Kaare Christian
Kaare Christian is a research associate at Rockefeller University. He is a frequent contributor to PC Magazine and is the author of the forthcoming Microsoft Guide to C++ Programming (Microsoft Press).
QI’m currently using a C subroutine library to access records from a simple mailing list database. Can I continue to use this library, even though I’m rewriting most of my software in C++ using MicrosoftÒ C/C++ 7.0?
AOne of C++’s most important features is its compatibility with C. Yes, you can use C library functions in a C++ program. In fact, you’ll probably do it all the time.
Often, the only thing you need to do is to let your C++ compiler know that the functions are C functions. I assume that your C subroutine library already has an include file with full function prototypes. If you are missing a few prototypes, or if some are incomplete, repair that first. (If you don’t have a set of function prototypes, but you have the library source, Microsoft C/C++ 7.0 can easily generate the prototypes using the /Zg option.)
Given a C header file with accurate and complete function prototypes, include it in your C++ source file using the following syntax:
extern "C"
{
#include "dblib.h"
}
The extern "C" construct is called a linkage specification. It identifies a region of the source in which C linkage is in force. Above, the linkage specification makes it possible to access the C functions in DBLIB.H from C++ code.
If you need to use extern C in a header that has to be included into C or C++ programs, you may use the #ifdef conditional and the _ _cplusplus predefined identifier. During a C compile, the _ _cplusplus identifier is undefined and during a C++ compile it is defined.
#ifdef _ _cplusplus
extern "C" {
#endif
BOOL _ _cdecl ReadDBFRecord(int key, dbfRecord *rec,
int maxrecordlen);
BOOL _ _cdecl WriteDBFRecord(int key, dbfRecord *rec,
int recordlen);
#ifdef _ _cplusplus
}
#endif
Actually, the #ifdef _ _cplusplus identifier is useful in many places where you want to segregate C++ code from C code.
You should also make sure that your C database routines have been compiled using the C component of Microsoft C/C++ 7.0. This ensures that compiler helper functions are all in sync.
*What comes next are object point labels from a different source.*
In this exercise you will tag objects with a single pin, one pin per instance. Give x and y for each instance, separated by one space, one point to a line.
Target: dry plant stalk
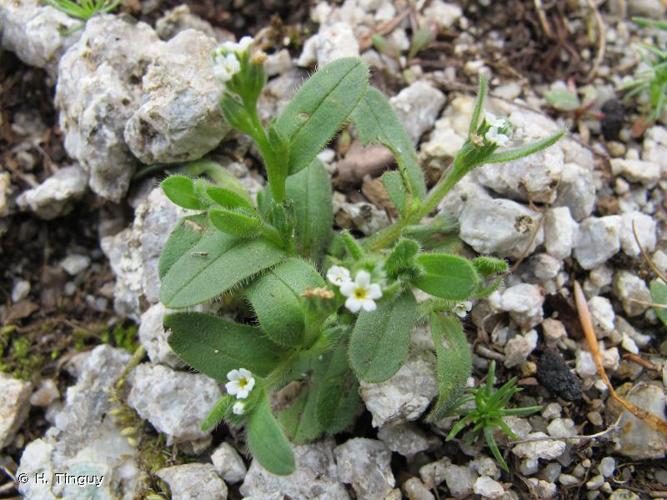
587 325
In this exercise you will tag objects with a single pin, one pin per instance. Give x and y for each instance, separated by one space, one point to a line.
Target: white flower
338 275
238 48
225 66
240 383
238 408
461 309
361 293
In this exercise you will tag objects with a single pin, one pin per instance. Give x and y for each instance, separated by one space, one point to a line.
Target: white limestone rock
57 194
175 403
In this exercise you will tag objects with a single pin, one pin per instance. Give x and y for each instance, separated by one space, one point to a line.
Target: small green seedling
330 309
484 410
651 82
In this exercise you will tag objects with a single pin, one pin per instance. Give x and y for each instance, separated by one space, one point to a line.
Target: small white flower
238 408
361 293
461 309
225 66
240 383
338 275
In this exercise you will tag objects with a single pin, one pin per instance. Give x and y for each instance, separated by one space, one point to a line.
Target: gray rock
14 407
154 338
597 240
414 489
417 106
560 232
524 303
37 34
315 478
406 395
635 439
406 439
175 403
487 487
332 41
178 118
532 178
134 253
547 449
365 464
460 480
56 195
576 190
643 172
84 438
632 291
500 227
194 481
228 463
646 233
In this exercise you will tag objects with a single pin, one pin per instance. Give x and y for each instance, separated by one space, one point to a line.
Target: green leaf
215 346
393 184
446 276
237 222
267 441
185 235
380 340
453 365
376 122
215 264
659 296
181 191
229 198
320 108
310 190
276 300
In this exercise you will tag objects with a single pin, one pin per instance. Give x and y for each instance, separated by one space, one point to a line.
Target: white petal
374 291
368 305
348 288
363 279
353 305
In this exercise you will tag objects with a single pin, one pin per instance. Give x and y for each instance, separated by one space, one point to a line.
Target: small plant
487 412
651 82
330 309
84 9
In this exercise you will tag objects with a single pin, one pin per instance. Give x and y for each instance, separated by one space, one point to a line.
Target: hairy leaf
453 365
320 108
216 263
446 276
215 346
267 441
377 122
276 299
380 340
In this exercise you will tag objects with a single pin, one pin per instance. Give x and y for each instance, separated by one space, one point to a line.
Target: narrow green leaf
320 108
393 184
446 276
523 151
237 222
214 346
376 122
380 340
181 191
185 235
215 264
453 363
659 296
310 190
276 300
267 441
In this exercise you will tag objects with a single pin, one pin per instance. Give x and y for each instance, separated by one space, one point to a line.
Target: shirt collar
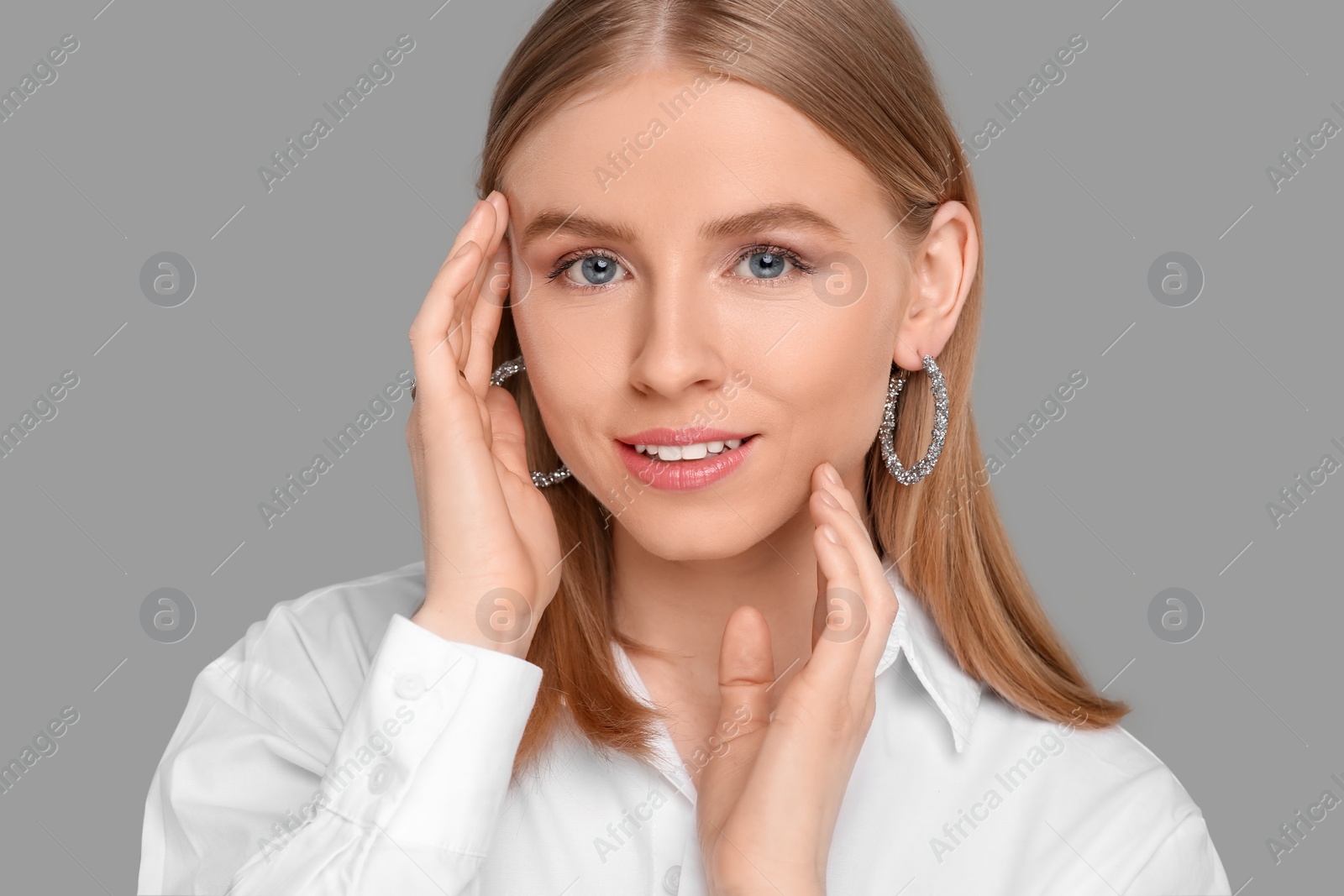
953 692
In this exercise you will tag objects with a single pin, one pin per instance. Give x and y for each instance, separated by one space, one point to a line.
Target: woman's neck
682 606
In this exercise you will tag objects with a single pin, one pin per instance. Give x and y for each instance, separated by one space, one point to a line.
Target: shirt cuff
428 750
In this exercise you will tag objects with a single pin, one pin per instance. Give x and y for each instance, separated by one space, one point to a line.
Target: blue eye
593 270
765 264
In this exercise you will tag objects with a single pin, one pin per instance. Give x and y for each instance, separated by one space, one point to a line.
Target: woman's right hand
492 558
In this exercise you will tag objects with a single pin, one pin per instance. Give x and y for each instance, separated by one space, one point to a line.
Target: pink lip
685 436
683 476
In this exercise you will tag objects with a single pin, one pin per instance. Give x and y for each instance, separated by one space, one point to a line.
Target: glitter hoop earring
503 372
889 425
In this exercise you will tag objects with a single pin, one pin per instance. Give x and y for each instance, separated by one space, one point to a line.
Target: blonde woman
714 598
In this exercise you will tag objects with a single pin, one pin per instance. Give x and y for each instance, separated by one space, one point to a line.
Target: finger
839 642
486 320
879 600
508 441
746 672
443 308
492 228
437 379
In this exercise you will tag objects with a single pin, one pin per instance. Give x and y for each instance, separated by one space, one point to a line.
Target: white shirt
309 763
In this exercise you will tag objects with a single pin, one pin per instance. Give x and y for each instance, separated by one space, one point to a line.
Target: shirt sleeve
1184 864
252 799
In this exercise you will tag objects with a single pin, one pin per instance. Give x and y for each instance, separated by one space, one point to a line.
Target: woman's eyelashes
591 269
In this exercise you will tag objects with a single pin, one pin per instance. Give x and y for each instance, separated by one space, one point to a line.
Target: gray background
1159 474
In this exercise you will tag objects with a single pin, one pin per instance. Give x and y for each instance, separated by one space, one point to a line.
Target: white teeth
687 452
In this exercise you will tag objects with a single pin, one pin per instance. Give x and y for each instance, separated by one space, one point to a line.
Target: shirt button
410 685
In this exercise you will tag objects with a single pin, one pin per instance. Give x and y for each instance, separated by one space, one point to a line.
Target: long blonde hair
855 69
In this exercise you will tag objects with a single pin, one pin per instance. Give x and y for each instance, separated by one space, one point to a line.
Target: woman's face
654 288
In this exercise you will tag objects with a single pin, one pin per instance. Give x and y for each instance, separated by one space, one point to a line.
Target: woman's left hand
766 806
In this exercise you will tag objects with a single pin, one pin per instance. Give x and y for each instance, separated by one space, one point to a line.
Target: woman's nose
680 343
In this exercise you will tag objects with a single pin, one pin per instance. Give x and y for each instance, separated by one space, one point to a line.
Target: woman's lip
685 476
685 436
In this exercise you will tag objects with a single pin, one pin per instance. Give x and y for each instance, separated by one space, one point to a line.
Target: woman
737 244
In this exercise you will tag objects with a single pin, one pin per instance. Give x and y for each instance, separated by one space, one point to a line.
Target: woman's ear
941 271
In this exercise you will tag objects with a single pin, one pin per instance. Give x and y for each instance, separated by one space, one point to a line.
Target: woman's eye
763 265
593 270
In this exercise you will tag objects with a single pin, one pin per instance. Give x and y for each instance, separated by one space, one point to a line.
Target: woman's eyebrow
553 221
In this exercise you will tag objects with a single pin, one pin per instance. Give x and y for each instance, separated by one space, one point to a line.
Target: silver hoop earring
889 425
503 372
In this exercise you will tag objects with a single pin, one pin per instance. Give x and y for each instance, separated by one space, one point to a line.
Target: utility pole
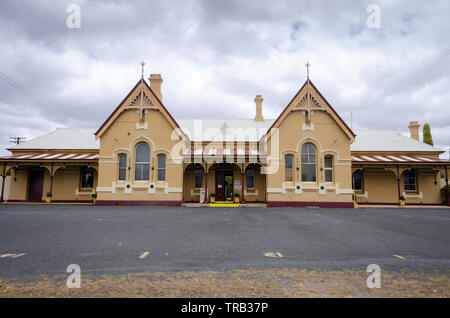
17 140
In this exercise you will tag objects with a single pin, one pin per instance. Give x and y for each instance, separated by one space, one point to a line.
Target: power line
25 93
17 140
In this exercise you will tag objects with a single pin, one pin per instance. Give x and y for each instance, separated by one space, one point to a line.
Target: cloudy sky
215 56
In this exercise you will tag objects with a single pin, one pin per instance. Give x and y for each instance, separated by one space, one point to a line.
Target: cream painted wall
328 139
122 137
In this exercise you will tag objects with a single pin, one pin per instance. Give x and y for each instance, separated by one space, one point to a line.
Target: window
328 169
87 178
161 167
198 178
250 178
308 163
288 165
122 166
357 180
409 179
142 162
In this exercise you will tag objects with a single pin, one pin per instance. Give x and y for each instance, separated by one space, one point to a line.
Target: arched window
357 180
308 163
142 162
122 166
288 168
409 180
328 168
87 178
161 167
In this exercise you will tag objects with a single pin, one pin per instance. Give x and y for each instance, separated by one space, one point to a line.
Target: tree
427 138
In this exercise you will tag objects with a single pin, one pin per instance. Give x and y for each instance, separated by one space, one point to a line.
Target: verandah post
51 177
398 184
3 180
205 201
446 186
242 181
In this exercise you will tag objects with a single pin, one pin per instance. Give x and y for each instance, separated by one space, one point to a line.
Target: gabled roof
62 138
329 108
388 141
121 107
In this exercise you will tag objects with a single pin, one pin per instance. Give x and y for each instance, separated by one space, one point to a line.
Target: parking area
41 239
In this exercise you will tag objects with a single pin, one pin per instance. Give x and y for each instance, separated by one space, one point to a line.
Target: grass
237 283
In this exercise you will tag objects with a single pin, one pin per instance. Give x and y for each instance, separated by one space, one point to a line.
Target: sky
215 56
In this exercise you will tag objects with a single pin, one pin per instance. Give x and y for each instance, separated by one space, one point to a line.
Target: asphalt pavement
44 240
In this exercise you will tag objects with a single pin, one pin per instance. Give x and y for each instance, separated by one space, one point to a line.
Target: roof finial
142 64
307 69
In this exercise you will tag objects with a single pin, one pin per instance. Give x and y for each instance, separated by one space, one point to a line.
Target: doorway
224 185
36 185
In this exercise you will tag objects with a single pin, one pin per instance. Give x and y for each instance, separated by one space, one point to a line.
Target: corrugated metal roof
245 129
63 138
387 140
225 129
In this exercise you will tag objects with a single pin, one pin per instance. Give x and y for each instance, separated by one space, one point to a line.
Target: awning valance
51 156
397 159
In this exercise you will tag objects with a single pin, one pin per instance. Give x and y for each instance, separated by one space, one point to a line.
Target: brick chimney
155 84
414 130
258 101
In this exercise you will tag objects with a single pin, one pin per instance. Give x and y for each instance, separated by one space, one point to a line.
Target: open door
36 185
220 185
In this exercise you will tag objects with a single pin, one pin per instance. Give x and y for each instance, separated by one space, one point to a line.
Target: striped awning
397 159
51 156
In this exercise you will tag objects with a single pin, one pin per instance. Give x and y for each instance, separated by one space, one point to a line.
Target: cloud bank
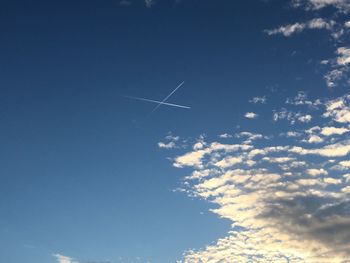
287 202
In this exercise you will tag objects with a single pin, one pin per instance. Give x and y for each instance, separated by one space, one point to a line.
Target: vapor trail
159 102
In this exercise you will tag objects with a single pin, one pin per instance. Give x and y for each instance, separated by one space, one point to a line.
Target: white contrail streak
159 102
167 97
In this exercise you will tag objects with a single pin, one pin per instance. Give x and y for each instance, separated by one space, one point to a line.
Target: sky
255 170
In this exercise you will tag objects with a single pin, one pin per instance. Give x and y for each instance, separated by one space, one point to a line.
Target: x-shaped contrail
163 102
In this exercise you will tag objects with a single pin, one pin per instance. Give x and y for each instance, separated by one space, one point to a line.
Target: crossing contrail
167 97
158 102
163 102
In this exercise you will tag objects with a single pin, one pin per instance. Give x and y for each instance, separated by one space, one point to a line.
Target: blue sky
89 175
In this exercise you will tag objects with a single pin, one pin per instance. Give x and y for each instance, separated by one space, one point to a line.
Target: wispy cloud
341 5
64 259
288 30
150 3
284 206
251 115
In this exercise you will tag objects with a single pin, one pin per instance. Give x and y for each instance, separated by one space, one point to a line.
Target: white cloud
341 5
345 164
150 3
288 30
291 116
251 115
169 145
256 100
125 2
328 131
315 172
64 259
283 205
344 56
314 139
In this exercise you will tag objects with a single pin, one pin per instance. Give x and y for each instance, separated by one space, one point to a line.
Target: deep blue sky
81 173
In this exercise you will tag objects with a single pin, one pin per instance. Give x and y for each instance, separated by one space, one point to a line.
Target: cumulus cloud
150 3
291 116
125 2
64 259
286 203
344 56
290 29
341 5
256 100
251 115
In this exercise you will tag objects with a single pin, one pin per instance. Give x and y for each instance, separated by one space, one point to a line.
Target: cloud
328 131
344 56
125 2
341 5
150 3
257 100
286 203
288 30
64 259
290 116
251 115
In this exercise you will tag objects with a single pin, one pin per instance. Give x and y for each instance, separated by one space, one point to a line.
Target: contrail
158 102
167 97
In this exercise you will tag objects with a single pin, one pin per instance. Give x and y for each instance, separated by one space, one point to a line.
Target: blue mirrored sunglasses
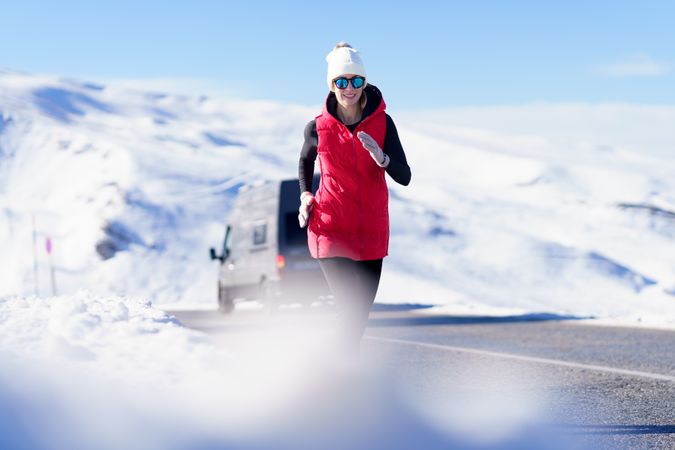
342 82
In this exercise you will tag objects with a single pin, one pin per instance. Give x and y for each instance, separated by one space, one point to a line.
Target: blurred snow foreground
84 372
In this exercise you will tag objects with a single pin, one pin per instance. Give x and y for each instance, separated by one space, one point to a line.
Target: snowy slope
568 210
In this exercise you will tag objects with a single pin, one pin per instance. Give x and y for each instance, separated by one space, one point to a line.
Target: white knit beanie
343 59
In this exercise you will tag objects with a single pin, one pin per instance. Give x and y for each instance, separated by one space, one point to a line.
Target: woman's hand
306 205
376 152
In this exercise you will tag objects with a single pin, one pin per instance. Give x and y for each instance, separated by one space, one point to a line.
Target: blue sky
422 54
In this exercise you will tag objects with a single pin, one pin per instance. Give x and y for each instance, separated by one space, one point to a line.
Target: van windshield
295 236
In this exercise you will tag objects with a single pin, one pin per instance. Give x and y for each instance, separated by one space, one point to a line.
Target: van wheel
225 300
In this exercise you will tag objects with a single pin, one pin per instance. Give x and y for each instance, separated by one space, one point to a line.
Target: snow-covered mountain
133 187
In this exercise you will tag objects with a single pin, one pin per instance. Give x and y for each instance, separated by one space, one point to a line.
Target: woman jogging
356 142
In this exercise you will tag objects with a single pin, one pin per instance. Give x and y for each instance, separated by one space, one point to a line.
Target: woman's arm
307 157
398 167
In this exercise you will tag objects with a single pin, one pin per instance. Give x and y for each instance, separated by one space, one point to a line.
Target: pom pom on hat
343 59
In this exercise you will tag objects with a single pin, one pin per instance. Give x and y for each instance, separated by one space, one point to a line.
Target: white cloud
635 65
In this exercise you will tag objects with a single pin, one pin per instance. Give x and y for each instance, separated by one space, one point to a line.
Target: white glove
306 205
381 159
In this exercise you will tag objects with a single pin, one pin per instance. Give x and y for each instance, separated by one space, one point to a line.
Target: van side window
260 234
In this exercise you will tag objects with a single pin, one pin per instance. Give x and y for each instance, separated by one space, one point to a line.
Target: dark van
264 254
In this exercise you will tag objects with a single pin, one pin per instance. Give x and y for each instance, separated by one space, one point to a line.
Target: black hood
373 97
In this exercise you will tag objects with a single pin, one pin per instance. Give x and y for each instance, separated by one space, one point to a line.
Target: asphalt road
605 387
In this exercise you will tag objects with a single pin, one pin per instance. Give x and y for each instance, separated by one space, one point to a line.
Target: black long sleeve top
398 167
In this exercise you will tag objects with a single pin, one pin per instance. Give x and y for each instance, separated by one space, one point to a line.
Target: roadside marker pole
48 244
35 272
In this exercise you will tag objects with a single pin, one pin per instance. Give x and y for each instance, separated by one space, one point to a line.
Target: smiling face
348 98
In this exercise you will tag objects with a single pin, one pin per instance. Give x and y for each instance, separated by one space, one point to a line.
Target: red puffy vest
350 217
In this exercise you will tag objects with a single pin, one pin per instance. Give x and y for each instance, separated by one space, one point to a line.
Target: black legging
354 286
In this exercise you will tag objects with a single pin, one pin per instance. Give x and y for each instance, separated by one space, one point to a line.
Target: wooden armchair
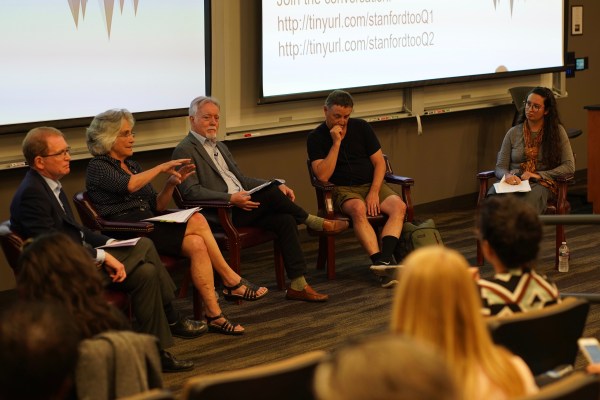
557 206
289 379
12 245
544 338
118 229
233 239
324 193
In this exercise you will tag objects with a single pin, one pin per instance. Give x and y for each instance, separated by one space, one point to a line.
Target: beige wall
443 160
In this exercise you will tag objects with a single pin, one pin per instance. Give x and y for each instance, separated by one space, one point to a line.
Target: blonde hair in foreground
436 301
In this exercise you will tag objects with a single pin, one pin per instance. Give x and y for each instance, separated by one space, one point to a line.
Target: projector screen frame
139 116
290 97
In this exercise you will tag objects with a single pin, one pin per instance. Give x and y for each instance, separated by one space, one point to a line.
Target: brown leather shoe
308 294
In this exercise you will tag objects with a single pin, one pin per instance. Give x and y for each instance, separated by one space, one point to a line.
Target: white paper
264 185
120 243
503 187
179 217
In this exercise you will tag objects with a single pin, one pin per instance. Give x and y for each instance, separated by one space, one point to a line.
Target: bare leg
395 209
194 248
198 226
357 211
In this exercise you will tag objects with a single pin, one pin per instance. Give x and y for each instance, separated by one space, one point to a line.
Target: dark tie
66 206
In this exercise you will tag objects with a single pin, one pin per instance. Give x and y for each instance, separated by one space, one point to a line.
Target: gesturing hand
242 200
182 174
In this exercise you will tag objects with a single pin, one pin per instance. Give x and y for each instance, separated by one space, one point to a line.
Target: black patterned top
515 291
106 184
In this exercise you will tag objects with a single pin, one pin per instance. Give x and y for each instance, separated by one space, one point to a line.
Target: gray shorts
343 193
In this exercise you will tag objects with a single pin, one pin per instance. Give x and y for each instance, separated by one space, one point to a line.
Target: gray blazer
207 183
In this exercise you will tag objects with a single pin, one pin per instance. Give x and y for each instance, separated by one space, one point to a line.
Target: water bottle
563 258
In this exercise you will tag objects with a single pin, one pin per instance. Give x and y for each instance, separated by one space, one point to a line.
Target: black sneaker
387 282
188 328
170 364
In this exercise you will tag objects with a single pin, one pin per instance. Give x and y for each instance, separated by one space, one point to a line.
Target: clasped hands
512 179
244 201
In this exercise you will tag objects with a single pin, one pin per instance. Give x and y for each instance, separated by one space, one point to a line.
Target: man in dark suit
272 208
40 205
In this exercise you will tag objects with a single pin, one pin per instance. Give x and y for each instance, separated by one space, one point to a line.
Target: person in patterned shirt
510 233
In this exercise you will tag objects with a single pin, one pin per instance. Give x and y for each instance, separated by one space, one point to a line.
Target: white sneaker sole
385 270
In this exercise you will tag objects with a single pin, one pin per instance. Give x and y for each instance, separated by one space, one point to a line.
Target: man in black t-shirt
346 152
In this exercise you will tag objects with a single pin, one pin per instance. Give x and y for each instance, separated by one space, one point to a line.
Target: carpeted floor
277 328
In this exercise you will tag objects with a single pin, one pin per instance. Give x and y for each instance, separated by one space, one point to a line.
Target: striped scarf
532 148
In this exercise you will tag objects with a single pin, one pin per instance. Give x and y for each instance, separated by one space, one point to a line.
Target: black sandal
250 294
226 328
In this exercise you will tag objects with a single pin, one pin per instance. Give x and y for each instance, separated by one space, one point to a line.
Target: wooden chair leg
197 305
560 237
322 254
279 266
235 259
479 254
330 257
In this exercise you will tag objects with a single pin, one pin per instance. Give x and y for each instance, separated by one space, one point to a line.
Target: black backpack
417 235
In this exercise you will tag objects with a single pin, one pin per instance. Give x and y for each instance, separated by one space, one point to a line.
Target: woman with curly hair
54 268
122 191
436 302
536 149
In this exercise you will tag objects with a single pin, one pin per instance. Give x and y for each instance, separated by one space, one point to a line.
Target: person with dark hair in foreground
385 367
510 233
53 268
436 302
41 206
38 351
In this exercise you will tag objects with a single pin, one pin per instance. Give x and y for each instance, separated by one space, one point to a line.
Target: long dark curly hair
54 268
551 152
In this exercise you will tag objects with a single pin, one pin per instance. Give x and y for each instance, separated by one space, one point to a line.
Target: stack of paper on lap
503 187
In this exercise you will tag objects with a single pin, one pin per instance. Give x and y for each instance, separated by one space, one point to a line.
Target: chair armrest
399 180
207 204
564 178
486 174
141 227
322 185
484 177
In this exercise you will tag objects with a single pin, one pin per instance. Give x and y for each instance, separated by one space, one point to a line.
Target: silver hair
104 129
200 101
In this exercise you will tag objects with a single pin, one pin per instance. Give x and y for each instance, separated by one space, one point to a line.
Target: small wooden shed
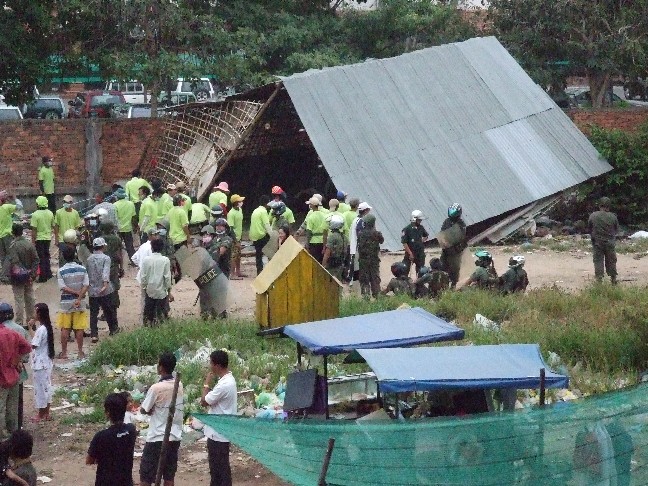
293 287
Let me make one final point. Yes, it is possible to access a C function from a C++ function. But that doesn’t make it a good idea. C++ is about using object-oriented design and programming to boost your productivity. In the short term, keep using your C library, but also start thinking about a more object-oriented approach to your software challenges.
QI’m interested in using polymorphism (virtual functions) in my software, but I’m afraid that things will run slowly. To me, performance is very important--some of my customers still use original IBMÒ PCs! I have a friend who has been using C++ for a while who says that I should never use virtual functions because of the overhead. Just exactly what is the overhead? Should they be avoided, or is my friend exaggerating?
AAs you point out, virtual functions in C++ are the key to polymorphism. They select, at run time, a member function that corresponds to a specific object, an object whose type is not known during compilation. Virtual functions are dispatched using a compiler-generated table of function addresses. Each class that contains virtual functions contains one of these tables, which are commonly called vtables. The calling overhead, optimally, is an extra MOV instruction to pull in the address of the table.
Although I know that maximizing the efficiency of virtual function calls was a major design goal for C/C++ 7.0, like many programmers, I prefer to be convinced. I wrote a tiny example, shown in Figure 1, to illustrate the overhead of virtual member function calls. Here is the slightly cleaned-up mixed source/object listing (/Fc option) produced by Microsoft C/C++ 7.0, small model, maximum optimization (/Ox option).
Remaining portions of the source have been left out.